One query I have is, is the cores given to workers anyway related to the concurrent execution size of the tasks? We seemed to cross the 200 bottleneck when we gave 8 cores to each of our worker pods, but we pushed down to 2 and 4 since we saw low cpu utilisation , we once again saw rapid deterioration in latency(bottleneck) with same amount of pollers and pods.

So after we found a workaround for the worker slots issue (yet to identify root cause of it) we see correct slots as per pods of the worker application.
We changed the temporal cluster settings to -
Front end - 3 pods, 4 cores 4GB each ; History - 5 pods, 8 cores 8GB each; Matching - 3 pods, 4 cores 4GB each, 4K shards, matching queue partitions at 4.
No matter how many pods, and there by pollers, workers, cache we provisioned we continued to see bottleneck at 200 TPS (highest configuration being 12 pods, 64 pollers-200 max concurrent execution size-600 max thread and cache size each)
We then noticed there were service_errors_resource_exhausted errors and gradually increased rpslimits on frontend, history and matching service to 24000 and were finally able to cross the 200 TPS bottleneck upto 350 TPS(although with a 100ms increase in end to end latency) but faced similar bottleneck at 400 TPS with a peak in aysnc match rate.

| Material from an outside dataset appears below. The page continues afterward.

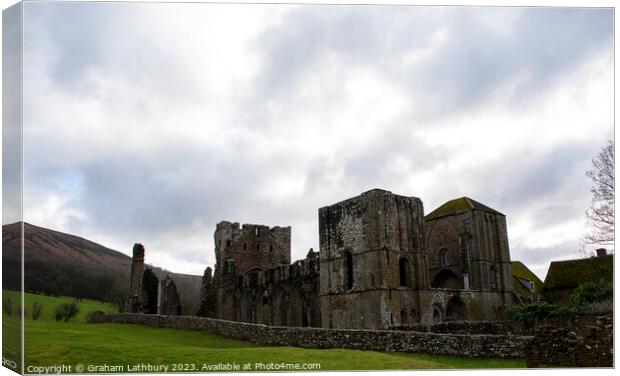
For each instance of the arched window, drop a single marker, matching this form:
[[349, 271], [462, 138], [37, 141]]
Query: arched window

But when we moved to 36000 & 48000 on the rps limit we once saw application seeing peaks in async match count and latencies going into seconds with upto 1.2K resource exhausted errors for a 1 minute run at 300 TPS. Following queries on the behavior noticed below:

  1. With no other change in the configuration(worker pods), we were able to scale upto 350 TPS when we increased rps limits to 24000, why do we see once again see increase in async match at 300 when we increase rps limit to 36000/48000
  2. Attached graphs show run 1 minute run executions of 100,150,200,250,300,350,400(bottleneck) workflows per second -

    2.a. Why do we only see upto 25 activity worker slots getting used?
    2.b. Do the sticky cache evictions seen imply some config change needed? One other observation we noted is, no matter the worker configuration of pollers, cache size, pods, we always see similar peaks at that respective TPS…always! Is that expected?
    2.c Not seen in the graphs attached but, I only see 1000 workflow worker slots used during that bottleneck run. Does that mean the task execution was so fast during good runs, it only ever utilized 25 slots.
  3. What should be the logic behind setting up suitable rpslimits. Dont see a lot of documentation on this.

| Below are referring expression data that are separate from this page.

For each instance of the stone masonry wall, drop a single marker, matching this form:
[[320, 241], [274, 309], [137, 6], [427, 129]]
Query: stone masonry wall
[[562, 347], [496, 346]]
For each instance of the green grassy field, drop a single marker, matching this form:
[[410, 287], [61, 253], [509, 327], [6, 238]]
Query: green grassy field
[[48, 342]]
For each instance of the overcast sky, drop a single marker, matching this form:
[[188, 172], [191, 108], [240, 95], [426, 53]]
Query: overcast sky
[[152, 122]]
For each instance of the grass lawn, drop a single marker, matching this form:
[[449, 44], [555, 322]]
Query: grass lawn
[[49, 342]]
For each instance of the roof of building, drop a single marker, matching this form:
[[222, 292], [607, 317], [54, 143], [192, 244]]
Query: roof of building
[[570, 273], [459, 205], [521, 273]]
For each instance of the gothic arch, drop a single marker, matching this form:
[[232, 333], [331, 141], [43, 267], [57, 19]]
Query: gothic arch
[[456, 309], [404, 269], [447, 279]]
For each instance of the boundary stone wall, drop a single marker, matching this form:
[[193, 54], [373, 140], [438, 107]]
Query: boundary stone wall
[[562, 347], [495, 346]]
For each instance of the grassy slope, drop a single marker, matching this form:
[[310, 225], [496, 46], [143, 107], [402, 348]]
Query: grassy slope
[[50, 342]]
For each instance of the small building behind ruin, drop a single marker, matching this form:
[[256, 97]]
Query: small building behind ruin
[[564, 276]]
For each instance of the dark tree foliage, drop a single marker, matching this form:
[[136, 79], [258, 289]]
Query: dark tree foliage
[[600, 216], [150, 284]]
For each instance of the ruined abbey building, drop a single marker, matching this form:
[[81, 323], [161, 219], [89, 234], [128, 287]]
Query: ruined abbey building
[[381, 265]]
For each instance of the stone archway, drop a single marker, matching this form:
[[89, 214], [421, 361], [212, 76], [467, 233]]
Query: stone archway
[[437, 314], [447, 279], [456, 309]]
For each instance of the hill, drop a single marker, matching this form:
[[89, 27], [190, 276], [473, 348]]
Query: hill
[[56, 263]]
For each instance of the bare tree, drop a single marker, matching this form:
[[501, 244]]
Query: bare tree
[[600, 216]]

You should see why you still get the resource exhausted errors. Check the resource_exhausted_cause tag on that metrics to see if it is rps limit or concurrent limit or system overload. You may need to increase frontend.namespaceCount if you see concurrent limit. You need to increase persistence rate limit if you see system overload: [frontend|history|matching].persistenceMaxQPS.
And you probably need to increase frontend.namespaceRPS as well, but I guess you already done so.

The StickyCacheEviction indicate your worker’s sticky cache might not be big enough. You can either increase worker count, or increase sticky cache size.

@Yimin_Chen Can you please explain the difference between below attributes :
FrontendRPS: “frontend.rps”,
FrontendMaxNamespaceRPSPerInstance: “frontend.namespaceRPS”,
FrontendMaxNamespaceCountPerInstance: “frontend.namespaceCount”,
FrontendGlobalNamespaceRPS: “frontend.globalNamespacerps”,

  1. We have a single namespace “default” and tried increasing “frontend.rps” values till 48K, but still we are getting resource exhausted errors with cause as rps limit. Hence, need a clarification on “namespaceRPS” attribute as well.
    Also, what are the max values that these attributes support?

  2. We also see service_errors_entity_not_found in dashboard, what config needs to be verified for these kind of errors?

frontend.rps / history.rps / matching.rps sets RPS limit per service pod.
frontend.namespaceRPS sets per namespace RPS limit.
There is no max value limit on those configs.

service_errors_entity_not_found is expected error, it means workflow (or other entities like activity) cannot be found. This could happen if there are some tasks (timer/transfer/visibility tasks) after workflow is deleted (like due to retention). Or if you try to send signal to non-exists workflow.